Toutefois ces faits, si intéressans qu’ils soient, ne sont pas assez concluans dans la question ; ils seraient d’une plus grande importance si les historiens nous entretenaient des réactions qu’ils ont exercées sur les affaires publiques et privées, s’ils nous montraient que l’abaissement de la valeur de l’or entraîne un abaissement analogue dans la valeur absolue de l’argent, ou s’ils nous apprenaient quelles ont été les conséquences des lois établies pour rapprocher à chaque variation la valeur nominale de l’or et de l’argent, nécessairement troublée par la relation de la demande et de l’offre, ou les déplacemens produits par le pillage et les conquêtes.
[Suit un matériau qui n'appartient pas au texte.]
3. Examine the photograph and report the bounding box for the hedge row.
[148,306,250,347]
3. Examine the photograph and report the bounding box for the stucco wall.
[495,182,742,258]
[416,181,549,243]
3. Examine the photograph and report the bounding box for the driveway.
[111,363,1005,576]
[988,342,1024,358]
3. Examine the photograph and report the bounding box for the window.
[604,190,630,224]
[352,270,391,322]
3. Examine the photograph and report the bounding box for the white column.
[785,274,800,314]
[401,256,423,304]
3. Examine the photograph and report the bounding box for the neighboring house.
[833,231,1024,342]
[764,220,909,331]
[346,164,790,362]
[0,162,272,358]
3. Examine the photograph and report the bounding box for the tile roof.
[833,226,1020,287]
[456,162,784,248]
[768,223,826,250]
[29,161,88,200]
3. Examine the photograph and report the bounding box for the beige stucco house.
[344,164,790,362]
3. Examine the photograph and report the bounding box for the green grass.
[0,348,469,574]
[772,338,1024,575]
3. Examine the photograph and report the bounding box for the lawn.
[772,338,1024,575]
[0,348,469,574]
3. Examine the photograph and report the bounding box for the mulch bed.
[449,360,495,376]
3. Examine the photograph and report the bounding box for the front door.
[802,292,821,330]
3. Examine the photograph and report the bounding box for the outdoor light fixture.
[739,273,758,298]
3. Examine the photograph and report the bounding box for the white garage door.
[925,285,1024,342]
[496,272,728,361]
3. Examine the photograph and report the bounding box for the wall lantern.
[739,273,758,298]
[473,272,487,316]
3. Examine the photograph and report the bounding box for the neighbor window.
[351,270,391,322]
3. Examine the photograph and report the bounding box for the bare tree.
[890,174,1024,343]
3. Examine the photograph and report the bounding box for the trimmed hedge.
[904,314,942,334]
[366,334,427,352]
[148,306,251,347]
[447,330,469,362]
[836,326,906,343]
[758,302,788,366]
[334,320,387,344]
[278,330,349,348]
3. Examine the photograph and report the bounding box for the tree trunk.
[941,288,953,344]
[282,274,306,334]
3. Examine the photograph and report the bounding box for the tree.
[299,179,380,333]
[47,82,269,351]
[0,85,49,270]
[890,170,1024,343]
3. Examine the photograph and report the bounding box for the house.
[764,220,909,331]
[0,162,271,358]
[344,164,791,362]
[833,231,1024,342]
L’histoire du moyen âge est au point de vue de la monnaie plus obscure que celle de l’antiquité à cause du faux monnayage universel, et aussi peu instructive par l’absence d’observations spéciales. On estime que du IXe au XVIe siècle, c’est-à-dire depuis Charlemagne jusqu’à l’arrivée en Europe des métaux précieux du Nouveau-Monde, le rapport de l’or à l’argent a varié entre 1 à 12[1] et 1 à 10, et que les variations ont été tantôt en faveur de l’or, tantôt en faveur de l’argent. Ces faits ne paraissent pas avoir vivement frappé l’attention des historiens, quoiqu’ils aient tenu grand compte des fraudes monétaires de cette période et de leurs funestes effets. On pourrait en conclure que la variation du rapport des métaux a été insensible et n’a donné lieu à aucune perturbation particulière appréciable, et l’on serait conduit à dire que nous, qui, après cinquante ans, sommes en présence d’une variation à peine constatée du rapport des métaux précieux, nous nous préoccupons de dangers et de difficultés imaginaires.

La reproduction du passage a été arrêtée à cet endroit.